Einen Marathon unter zwei Stunden zu laufen, gilt im Moment als magische Grenze, ganz ähnlich wie die 4-Minuten-Schallmauer beim Meilenlauf, die Roger Bannister 1954 durchbrochen hat. Viele bezweifeln, dass der Mensch überhaupt in der Lage ist, eine solche Marathonzeit zu erzielen. Zahllose Artikel, Publikationen und Foren beschäftigen sich mit der Frage. Topläufer und Experten streiten noch darüber, wann es (wenn überhaupt) so weit sein wird, wie die Anforderungen an den Athleten aussehen und wie die Strecke beschaffen sein muss, dass eine so spektakuläre Leistung möglich wird.

Lange Zeit glaubte man, es wäre nicht oder nur sehr schwer machbar, einen Halbmarathon unter einer Stunde zu laufen, doch 1993 geschah es. Im Jahr 2011 war die vermeintlich unüberwindbare Grenze sogar über 150 Mal durchbrochen worden.

Wenn wir zurückschauen auf die Mitte der 1990er-Jahre, sehen wir eine Generation junger ostafrikanischer Läufer, die die Geschichte der Rekorde über 5000 und 10.000 Meter regelrecht umgeschrieben hat, und das Monat für Monat, Jahr für Jahr. Anfangs fragten wir uns, ob noch jemand außer Saïd Aouita die 5000 Meter in weniger als 13 Minuten laufen kann, wie er es 1987 getan hat – im Jahr 2011 war es über 250 Mal passiert. Während ich diese Zeilen schreibe, steht der Rekord bei 12:37 Minuten, das entspricht einer Pace von beinahe 4 Minuten pro Meile, doch es kommt noch besser: Der Weltrekord für den Meilenlauf der Männer steht mittlerweile bei 3:43 Minuten, das ist pro Stadionrunde über 4 Sekun­den schneller, als Bannister war! Der Weltrekord der Frauen liegt immer noch bei 4:12 Minuten. Werden auch die Frauen die magische 4-Minuten-pro-­Meile-Grenze durchbrechen? Wahrscheinlich schon früher, als wir denken.

Sie mögen mich für übertrieben optimistisch halten, aber ich glaube, die 2-Stunden-Marke beim Marathon wird schon bald fallen. Wahrscheinlich spätestens bei den Olympischen Spielen 2028. Und das ist erst der Anfang. 2028 mag noch weit weg klingen, aber vielen von uns sind die unglaublichen Leistungen der 1990er-Jahre noch so gut in Erinnerung, als wäre es erst gestern gewesen.

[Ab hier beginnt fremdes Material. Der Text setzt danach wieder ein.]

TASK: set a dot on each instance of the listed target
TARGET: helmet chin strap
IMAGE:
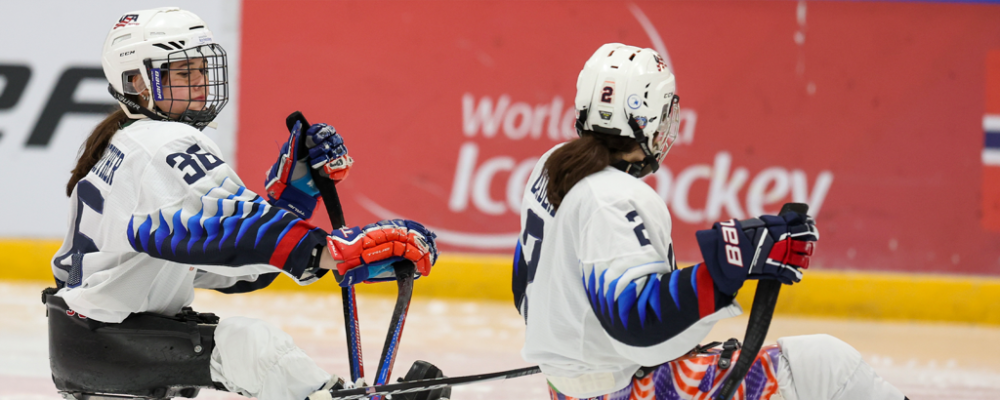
(648, 164)
(637, 169)
(134, 107)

Das Problem an der Überzeugung, eine bestimmte Leistung wäre unmöglich oder noch so weit weg, dass wir sie nicht mehr erleben werden, ist, dass wir dabei nur auf das Ergebnis schauen, nicht aber auf den Weg, der dorthin führt. Als professioneller Coach glaube ich, dass die Ergebnisse von selbst folgen, wenn sich das Training verbessert.

Ich bin ein Trainer, der viel von Daten und technologischen Trainingswerkzeugen hält. Im Radsport haben Power Meter Training und Wettkampfleistungen regelrecht revolutioniert. Schwimmer profitieren enorm vom Training mit Kraftmessplatten oder in Strömungskanälen, von Technikanalysen per Video, außerdem von den Erkenntnissen mutiger und sachkundiger Trainer, die neue Periodisierungsmodelle und Trainingspläne entwickeln. In vielen Ausdauersportarten haben Training und Wettkampfleistungen ebenso große Fortschritte gemacht wie die eingesetzte Technologie, nur beim Laufen war das bisher anders. Damit ist es nun ­vorbei.

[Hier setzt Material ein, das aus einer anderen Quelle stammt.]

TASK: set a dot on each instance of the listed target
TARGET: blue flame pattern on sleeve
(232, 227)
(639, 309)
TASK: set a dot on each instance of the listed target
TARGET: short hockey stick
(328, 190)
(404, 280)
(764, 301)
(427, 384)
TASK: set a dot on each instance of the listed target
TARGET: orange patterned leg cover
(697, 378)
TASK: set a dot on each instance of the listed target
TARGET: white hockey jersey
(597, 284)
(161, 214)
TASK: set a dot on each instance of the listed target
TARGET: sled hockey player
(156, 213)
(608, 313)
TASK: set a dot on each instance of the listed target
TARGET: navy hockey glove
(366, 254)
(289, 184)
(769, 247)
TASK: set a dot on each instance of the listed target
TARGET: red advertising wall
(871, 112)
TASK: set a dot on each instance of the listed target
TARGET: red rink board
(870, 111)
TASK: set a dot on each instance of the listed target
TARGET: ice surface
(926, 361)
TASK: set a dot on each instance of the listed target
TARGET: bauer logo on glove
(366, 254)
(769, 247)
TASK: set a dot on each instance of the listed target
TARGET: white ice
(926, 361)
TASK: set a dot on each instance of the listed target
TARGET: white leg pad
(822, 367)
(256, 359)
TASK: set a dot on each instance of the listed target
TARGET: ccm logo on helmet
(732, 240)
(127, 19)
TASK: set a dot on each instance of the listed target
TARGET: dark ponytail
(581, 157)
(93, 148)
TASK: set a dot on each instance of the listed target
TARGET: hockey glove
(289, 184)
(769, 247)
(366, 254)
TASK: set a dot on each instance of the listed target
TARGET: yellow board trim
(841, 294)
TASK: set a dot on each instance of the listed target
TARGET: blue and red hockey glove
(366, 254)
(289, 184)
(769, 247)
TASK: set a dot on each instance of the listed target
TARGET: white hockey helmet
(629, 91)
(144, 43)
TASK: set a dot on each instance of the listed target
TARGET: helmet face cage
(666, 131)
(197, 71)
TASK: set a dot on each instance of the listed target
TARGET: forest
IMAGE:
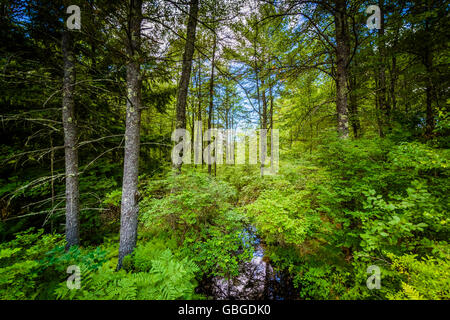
(224, 150)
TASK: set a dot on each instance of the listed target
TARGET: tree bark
(129, 205)
(183, 85)
(211, 94)
(381, 92)
(70, 140)
(342, 59)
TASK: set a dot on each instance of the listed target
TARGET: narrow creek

Wie ist der momentane Stand?

Was beim Laufsport bisher gefehlt hat, war eine Methode, mit der sich die erzeugte Leistung durchgängig messen lässt: während der Saison, im Wettkampf, auf Strecken mit unterschiedlichem Profil, bei wechselnden Wetterbedingungen und so weiter. Nun gibt es dieses Werkzeug, und es ist so einfach, dass man sich fragt, weshalb es so lange gedauert hat. Ich bin der Überzeugung, dass die Marathonzeit von unter 2 Stunden nur der Anfang sein wird. Die Weltrekorde werden nur so purzeln, vom Marathon bis zum 100-Meter-Sprint. Sobald auch in den anderen Bereichen der Leichtathletik wie Weit- und Hochsprung, Stabhochsprung sowie den Wurfdisziplinen ein Power Meter verfügbar ist, wird es dort genauso sein.

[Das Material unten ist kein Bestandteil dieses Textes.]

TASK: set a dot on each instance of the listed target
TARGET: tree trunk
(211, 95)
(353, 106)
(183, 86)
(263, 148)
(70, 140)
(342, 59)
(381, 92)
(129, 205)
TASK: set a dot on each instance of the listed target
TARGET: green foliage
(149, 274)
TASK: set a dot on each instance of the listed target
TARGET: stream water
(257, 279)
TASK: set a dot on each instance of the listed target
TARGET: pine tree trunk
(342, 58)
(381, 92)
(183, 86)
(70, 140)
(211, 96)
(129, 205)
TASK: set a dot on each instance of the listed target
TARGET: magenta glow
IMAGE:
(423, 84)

Und all das wegen eines einfachen Werkzeugs, dass es im Laufsport jetzt schon gibt. Mit dem Power Meter können wir die erzeugte Leistung direkt messen, noch während sie erbracht wird, statt lediglich indirekt anhand der erzielten Zeit oder anderen, erst nach der Leistung erfassten Parametern. Mit diesem Werkzeug erweitern wir unseren Datenschatz um Messgrößen und Maße, von denen wir bisher nicht einmal etwas wussten, und diese Erweiterung wird uns ein vollkommen neues Leistungsniveau erschließen.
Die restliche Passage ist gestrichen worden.